148 302 voitures électriques neuves immatriculées en France entre janvier et avril 2026 : le bond de 48 % publié par la Plateforme automobile tranche avec un marché global en recul de 2 % sur la même période.
Le contraste est saisissant. Pendant que les motorisations thermiques perdent du terrain, le segment électrique tire les statistiques vers le haut à une vitesse que peu d’observateurs anticipaient en début d’année. Chez les particuliers, la progression est encore plus marquée : +75 %, à 16 731 unités, selon les chiffres publiés le 1er mai par la Plateforme automobile (PFA), qui fédère l’ensemble des constructeurs.
La part des électriques dans les ventes totales de voitures neuves atteint 26 %, en hausse de 42 % sur un an. Les hybrides non rechargeables (HEV) talonnent avec 26 % de part de marché chez les particuliers, contre 28 % pour le tout-électrique.
Offre en hausse, prix en baisse : la Twingo électrique parmi les déclencheurs
La PFA pointe trois facteurs pour expliquer cette accélération. Le premier est mécanique : les ventes de 2026 se comparent à un début d’année 2025 en repli, ce qui gonfle mécaniquement les pourcentages. Le deuxième est structurel : l’offre de modèles électriques accessibles a explosé. La filière recense 181 modèles électriques disponibles en mars 2026, contre 114 en mars 2024, avec plusieurs citadines désormais positionnées sous les 20 000 euros, dont la Twingo de Renault. Le troisième levier est réglementaire : la loi imposant aux flottes d’entreprise de s’électrifier continue de peser sur les commandes [1].
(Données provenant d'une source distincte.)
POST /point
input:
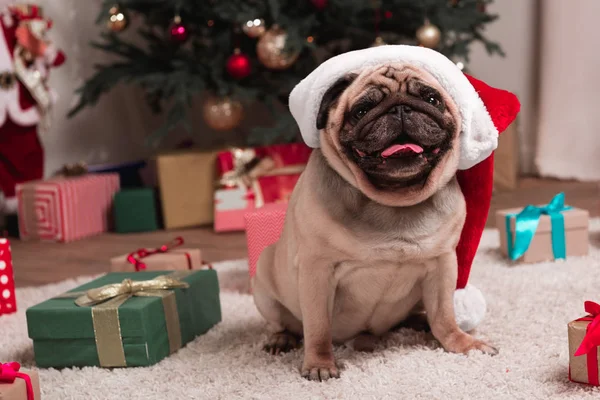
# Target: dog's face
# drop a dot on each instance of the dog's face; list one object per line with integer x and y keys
{"x": 392, "y": 132}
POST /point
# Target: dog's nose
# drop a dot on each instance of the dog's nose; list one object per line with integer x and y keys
{"x": 402, "y": 108}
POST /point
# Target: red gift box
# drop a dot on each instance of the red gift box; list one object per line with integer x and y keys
{"x": 259, "y": 176}
{"x": 8, "y": 301}
{"x": 230, "y": 207}
{"x": 263, "y": 228}
{"x": 66, "y": 209}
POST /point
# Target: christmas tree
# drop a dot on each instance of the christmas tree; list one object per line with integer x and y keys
{"x": 241, "y": 51}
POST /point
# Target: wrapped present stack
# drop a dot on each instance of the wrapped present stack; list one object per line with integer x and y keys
{"x": 136, "y": 210}
{"x": 185, "y": 179}
{"x": 17, "y": 383}
{"x": 584, "y": 350}
{"x": 124, "y": 319}
{"x": 66, "y": 209}
{"x": 252, "y": 178}
{"x": 169, "y": 256}
{"x": 543, "y": 233}
{"x": 8, "y": 301}
{"x": 263, "y": 228}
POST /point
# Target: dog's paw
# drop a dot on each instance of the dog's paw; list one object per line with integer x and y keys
{"x": 464, "y": 343}
{"x": 320, "y": 373}
{"x": 365, "y": 342}
{"x": 483, "y": 347}
{"x": 282, "y": 342}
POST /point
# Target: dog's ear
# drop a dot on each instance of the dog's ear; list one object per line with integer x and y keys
{"x": 331, "y": 96}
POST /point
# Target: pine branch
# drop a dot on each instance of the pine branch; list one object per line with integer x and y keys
{"x": 172, "y": 75}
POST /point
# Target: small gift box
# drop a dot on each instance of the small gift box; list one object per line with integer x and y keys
{"x": 541, "y": 233}
{"x": 584, "y": 339}
{"x": 186, "y": 182}
{"x": 8, "y": 300}
{"x": 66, "y": 209}
{"x": 263, "y": 228}
{"x": 124, "y": 319}
{"x": 136, "y": 210}
{"x": 251, "y": 178}
{"x": 166, "y": 257}
{"x": 17, "y": 383}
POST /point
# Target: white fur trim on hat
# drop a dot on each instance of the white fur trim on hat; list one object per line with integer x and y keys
{"x": 479, "y": 136}
{"x": 469, "y": 307}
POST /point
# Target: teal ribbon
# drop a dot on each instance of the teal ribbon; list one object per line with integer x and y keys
{"x": 526, "y": 223}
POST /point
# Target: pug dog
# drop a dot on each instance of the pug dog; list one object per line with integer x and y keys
{"x": 372, "y": 226}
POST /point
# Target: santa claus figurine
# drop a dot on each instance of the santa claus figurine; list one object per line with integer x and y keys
{"x": 26, "y": 57}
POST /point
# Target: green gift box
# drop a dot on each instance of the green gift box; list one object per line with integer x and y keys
{"x": 136, "y": 210}
{"x": 149, "y": 316}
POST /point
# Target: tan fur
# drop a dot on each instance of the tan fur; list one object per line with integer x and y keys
{"x": 354, "y": 261}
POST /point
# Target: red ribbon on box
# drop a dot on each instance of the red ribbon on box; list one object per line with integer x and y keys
{"x": 10, "y": 371}
{"x": 269, "y": 173}
{"x": 591, "y": 341}
{"x": 135, "y": 257}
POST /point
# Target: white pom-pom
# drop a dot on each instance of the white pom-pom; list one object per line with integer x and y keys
{"x": 469, "y": 307}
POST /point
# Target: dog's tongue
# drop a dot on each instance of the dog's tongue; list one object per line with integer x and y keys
{"x": 396, "y": 148}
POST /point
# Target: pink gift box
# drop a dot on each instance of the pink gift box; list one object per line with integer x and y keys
{"x": 230, "y": 207}
{"x": 8, "y": 301}
{"x": 66, "y": 209}
{"x": 263, "y": 228}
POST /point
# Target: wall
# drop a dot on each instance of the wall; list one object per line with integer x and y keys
{"x": 516, "y": 32}
{"x": 115, "y": 129}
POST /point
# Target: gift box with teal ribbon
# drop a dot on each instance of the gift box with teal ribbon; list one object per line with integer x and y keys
{"x": 542, "y": 233}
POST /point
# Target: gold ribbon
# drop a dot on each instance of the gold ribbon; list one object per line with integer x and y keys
{"x": 106, "y": 300}
{"x": 247, "y": 168}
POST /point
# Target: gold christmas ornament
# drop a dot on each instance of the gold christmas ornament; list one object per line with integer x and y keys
{"x": 270, "y": 50}
{"x": 117, "y": 20}
{"x": 378, "y": 42}
{"x": 254, "y": 28}
{"x": 429, "y": 35}
{"x": 222, "y": 113}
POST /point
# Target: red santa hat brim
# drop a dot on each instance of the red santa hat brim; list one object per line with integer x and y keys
{"x": 479, "y": 136}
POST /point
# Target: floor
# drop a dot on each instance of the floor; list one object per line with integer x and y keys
{"x": 42, "y": 263}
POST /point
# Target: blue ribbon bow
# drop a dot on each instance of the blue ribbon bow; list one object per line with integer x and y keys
{"x": 526, "y": 223}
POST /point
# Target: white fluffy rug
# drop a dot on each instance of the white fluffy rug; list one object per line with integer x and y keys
{"x": 529, "y": 307}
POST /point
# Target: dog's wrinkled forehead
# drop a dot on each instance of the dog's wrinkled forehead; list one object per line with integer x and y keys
{"x": 387, "y": 79}
{"x": 375, "y": 83}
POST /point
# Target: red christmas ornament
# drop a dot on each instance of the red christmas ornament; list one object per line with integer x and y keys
{"x": 319, "y": 4}
{"x": 178, "y": 31}
{"x": 238, "y": 65}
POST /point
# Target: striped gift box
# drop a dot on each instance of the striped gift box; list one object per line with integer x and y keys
{"x": 66, "y": 209}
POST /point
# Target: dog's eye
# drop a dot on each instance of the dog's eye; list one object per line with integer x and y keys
{"x": 433, "y": 100}
{"x": 359, "y": 113}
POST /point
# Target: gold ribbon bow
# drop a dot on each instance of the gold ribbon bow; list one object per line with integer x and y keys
{"x": 106, "y": 300}
{"x": 247, "y": 168}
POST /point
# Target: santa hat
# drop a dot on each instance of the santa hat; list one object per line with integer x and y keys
{"x": 485, "y": 112}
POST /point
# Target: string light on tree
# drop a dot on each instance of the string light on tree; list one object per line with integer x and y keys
{"x": 222, "y": 113}
{"x": 117, "y": 19}
{"x": 238, "y": 65}
{"x": 178, "y": 31}
{"x": 429, "y": 35}
{"x": 271, "y": 50}
{"x": 254, "y": 28}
Un quatrième facteur commence à se dessiner sans qu’on puisse encore le chiffrer précisément. Depuis le regain de tension au Moyen-Orient et la remontée des prix des carburants, les arbitrages à la pompe influencent les intentions d’achat. «On ne pourra voir un effet qu’à compter des commandes enregistrées en avril qui seront connues en mai», a précisé le porte-parole de la PFA.
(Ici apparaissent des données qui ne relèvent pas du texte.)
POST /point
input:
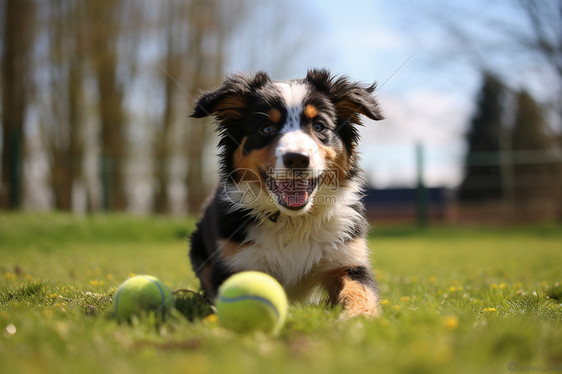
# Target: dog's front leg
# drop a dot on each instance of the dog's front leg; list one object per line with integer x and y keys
{"x": 355, "y": 289}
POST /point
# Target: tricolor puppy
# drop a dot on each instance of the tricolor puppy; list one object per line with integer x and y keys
{"x": 289, "y": 200}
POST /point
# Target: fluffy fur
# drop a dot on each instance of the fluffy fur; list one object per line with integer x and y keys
{"x": 289, "y": 198}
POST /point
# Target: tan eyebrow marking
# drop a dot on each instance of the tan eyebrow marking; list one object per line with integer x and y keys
{"x": 274, "y": 115}
{"x": 310, "y": 111}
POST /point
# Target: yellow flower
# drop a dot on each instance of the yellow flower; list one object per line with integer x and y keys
{"x": 212, "y": 318}
{"x": 451, "y": 322}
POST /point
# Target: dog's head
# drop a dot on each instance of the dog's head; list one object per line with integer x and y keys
{"x": 289, "y": 139}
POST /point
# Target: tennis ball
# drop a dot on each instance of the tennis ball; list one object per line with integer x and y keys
{"x": 252, "y": 301}
{"x": 142, "y": 294}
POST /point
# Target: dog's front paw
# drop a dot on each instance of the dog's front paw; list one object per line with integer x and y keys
{"x": 358, "y": 300}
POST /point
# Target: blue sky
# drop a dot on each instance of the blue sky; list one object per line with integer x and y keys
{"x": 427, "y": 81}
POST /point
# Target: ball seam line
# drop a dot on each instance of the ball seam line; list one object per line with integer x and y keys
{"x": 117, "y": 301}
{"x": 250, "y": 297}
{"x": 163, "y": 305}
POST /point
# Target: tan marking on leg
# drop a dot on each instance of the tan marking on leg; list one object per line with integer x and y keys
{"x": 356, "y": 298}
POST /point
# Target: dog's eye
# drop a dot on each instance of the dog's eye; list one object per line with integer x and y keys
{"x": 267, "y": 129}
{"x": 318, "y": 126}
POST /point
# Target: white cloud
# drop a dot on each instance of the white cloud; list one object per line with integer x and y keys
{"x": 435, "y": 120}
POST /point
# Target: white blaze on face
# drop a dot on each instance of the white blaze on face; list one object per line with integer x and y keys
{"x": 293, "y": 139}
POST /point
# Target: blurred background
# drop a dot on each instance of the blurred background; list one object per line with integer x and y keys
{"x": 96, "y": 97}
Un marché global encore fragile malgré le rebond de mai
Sur l’ensemble des cinq premiers mois de l’année, le marché automobile français reste légèrement négatif : 668 376 immatriculations toutes motorisations confondues, en recul de 0,6 % par rapport à la même période de 2025. Le marché a certes retrouvé des couleurs en mai 2026, porté par le retour des particuliers et l’essor de l’électrique, mais les entreprises continuent de réduire leur présence [2].
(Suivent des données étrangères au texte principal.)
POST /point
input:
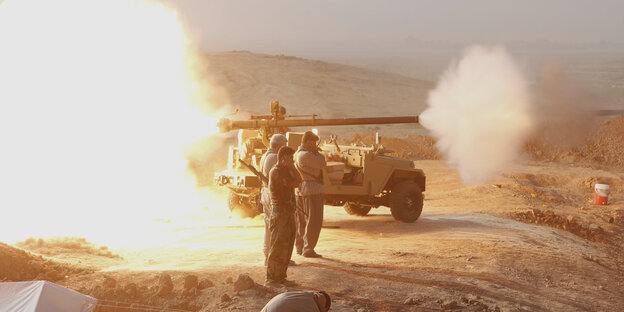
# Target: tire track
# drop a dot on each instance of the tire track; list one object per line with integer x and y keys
{"x": 461, "y": 287}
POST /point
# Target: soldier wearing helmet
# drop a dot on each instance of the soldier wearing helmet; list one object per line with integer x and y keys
{"x": 267, "y": 162}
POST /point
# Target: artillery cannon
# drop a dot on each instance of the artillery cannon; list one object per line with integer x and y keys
{"x": 358, "y": 178}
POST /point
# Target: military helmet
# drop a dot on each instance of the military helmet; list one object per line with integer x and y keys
{"x": 278, "y": 139}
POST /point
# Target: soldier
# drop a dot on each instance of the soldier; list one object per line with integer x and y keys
{"x": 310, "y": 199}
{"x": 267, "y": 162}
{"x": 283, "y": 180}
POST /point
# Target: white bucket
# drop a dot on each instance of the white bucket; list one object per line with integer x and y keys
{"x": 601, "y": 194}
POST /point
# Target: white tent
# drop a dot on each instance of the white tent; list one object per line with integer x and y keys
{"x": 42, "y": 296}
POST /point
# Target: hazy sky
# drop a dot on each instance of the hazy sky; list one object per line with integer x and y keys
{"x": 291, "y": 26}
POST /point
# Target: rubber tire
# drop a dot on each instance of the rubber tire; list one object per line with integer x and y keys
{"x": 356, "y": 209}
{"x": 241, "y": 206}
{"x": 406, "y": 201}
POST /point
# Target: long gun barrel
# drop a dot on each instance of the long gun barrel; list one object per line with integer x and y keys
{"x": 226, "y": 125}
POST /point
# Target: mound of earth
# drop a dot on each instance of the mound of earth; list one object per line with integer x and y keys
{"x": 599, "y": 145}
{"x": 63, "y": 245}
{"x": 416, "y": 147}
{"x": 19, "y": 265}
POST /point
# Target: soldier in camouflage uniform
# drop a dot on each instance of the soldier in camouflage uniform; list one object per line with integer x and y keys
{"x": 283, "y": 180}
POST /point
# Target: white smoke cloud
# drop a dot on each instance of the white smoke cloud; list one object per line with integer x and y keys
{"x": 480, "y": 112}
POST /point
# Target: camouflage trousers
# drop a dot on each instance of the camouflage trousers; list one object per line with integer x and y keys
{"x": 282, "y": 227}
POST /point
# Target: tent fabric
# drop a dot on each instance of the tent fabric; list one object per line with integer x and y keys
{"x": 42, "y": 296}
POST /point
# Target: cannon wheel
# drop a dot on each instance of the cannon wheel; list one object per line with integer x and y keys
{"x": 406, "y": 201}
{"x": 242, "y": 206}
{"x": 355, "y": 209}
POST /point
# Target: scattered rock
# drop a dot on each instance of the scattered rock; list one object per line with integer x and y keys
{"x": 165, "y": 285}
{"x": 205, "y": 283}
{"x": 109, "y": 283}
{"x": 191, "y": 292}
{"x": 165, "y": 280}
{"x": 225, "y": 298}
{"x": 243, "y": 282}
{"x": 450, "y": 305}
{"x": 190, "y": 281}
{"x": 163, "y": 291}
{"x": 131, "y": 290}
{"x": 52, "y": 276}
{"x": 412, "y": 301}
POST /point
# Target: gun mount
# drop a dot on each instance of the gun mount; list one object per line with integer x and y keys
{"x": 279, "y": 122}
{"x": 356, "y": 177}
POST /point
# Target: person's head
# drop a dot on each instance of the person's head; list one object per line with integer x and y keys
{"x": 284, "y": 156}
{"x": 309, "y": 140}
{"x": 277, "y": 141}
{"x": 323, "y": 301}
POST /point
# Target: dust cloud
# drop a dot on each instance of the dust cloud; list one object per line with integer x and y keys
{"x": 480, "y": 112}
{"x": 99, "y": 103}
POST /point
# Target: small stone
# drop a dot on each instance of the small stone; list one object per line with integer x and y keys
{"x": 205, "y": 283}
{"x": 225, "y": 298}
{"x": 243, "y": 282}
{"x": 52, "y": 276}
{"x": 190, "y": 281}
{"x": 109, "y": 283}
{"x": 450, "y": 306}
{"x": 163, "y": 291}
{"x": 131, "y": 290}
{"x": 165, "y": 285}
{"x": 165, "y": 280}
{"x": 191, "y": 292}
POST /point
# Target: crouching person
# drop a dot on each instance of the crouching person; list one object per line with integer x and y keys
{"x": 299, "y": 301}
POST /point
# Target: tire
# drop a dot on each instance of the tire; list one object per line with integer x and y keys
{"x": 242, "y": 206}
{"x": 406, "y": 201}
{"x": 356, "y": 209}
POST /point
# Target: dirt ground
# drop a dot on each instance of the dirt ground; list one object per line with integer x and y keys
{"x": 529, "y": 240}
{"x": 511, "y": 246}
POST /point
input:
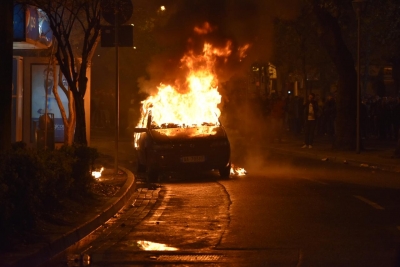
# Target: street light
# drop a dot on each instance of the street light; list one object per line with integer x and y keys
{"x": 358, "y": 6}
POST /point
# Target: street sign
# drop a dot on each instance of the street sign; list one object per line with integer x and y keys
{"x": 111, "y": 9}
{"x": 125, "y": 36}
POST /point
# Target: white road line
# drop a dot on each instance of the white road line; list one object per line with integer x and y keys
{"x": 369, "y": 202}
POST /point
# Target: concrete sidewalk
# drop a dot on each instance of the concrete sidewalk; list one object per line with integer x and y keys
{"x": 377, "y": 154}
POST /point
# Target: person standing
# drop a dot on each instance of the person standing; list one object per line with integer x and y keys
{"x": 311, "y": 113}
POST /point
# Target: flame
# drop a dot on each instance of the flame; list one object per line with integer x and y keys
{"x": 152, "y": 246}
{"x": 97, "y": 174}
{"x": 238, "y": 171}
{"x": 193, "y": 102}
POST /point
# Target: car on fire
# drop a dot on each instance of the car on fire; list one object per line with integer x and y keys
{"x": 170, "y": 147}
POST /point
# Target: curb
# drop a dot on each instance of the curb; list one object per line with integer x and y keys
{"x": 111, "y": 208}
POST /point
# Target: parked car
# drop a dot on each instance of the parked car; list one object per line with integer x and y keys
{"x": 171, "y": 147}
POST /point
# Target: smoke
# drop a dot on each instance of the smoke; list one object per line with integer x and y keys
{"x": 244, "y": 23}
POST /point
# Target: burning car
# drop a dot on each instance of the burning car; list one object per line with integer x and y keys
{"x": 171, "y": 147}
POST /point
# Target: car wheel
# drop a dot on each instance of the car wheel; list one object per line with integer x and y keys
{"x": 224, "y": 172}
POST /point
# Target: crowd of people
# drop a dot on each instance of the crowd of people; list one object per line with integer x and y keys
{"x": 379, "y": 116}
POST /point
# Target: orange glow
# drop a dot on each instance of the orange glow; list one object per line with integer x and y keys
{"x": 242, "y": 51}
{"x": 152, "y": 246}
{"x": 204, "y": 29}
{"x": 238, "y": 171}
{"x": 193, "y": 102}
{"x": 97, "y": 174}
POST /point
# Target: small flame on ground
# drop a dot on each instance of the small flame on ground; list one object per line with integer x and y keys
{"x": 152, "y": 246}
{"x": 97, "y": 174}
{"x": 238, "y": 171}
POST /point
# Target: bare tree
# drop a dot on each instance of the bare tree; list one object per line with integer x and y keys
{"x": 76, "y": 29}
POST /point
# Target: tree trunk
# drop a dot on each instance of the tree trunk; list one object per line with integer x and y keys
{"x": 331, "y": 38}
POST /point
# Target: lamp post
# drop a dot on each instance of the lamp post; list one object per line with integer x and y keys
{"x": 358, "y": 6}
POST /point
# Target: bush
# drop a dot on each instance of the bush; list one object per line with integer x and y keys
{"x": 34, "y": 182}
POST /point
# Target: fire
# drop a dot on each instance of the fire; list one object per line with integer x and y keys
{"x": 204, "y": 29}
{"x": 192, "y": 102}
{"x": 97, "y": 174}
{"x": 238, "y": 171}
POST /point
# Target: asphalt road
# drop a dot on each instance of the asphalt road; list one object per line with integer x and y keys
{"x": 285, "y": 212}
Mobilians et Dataneo soulignent que le second semestre devrait bénéficier d’un nouvel épisode de leasing social, de nature à soutenir les volumes. Reste que cette progression reposera en grande partie sur des dispositifs d’aide publique et sur un effet de comparaison favorable, pas encore sur une demande spontanée et autonome.
À l’échelle européenne, le tableau est cohérent. La France affiche +38,5 % sur l’électrique sur les deux premiers mois de l’année, derrière une accélération globale de +24,4 % en février 2026 dans l’Union européenne, où l’électrique capte désormais 18,8 % du marché contre 15,2 % un an plus tôt, selon l’ACEA [4].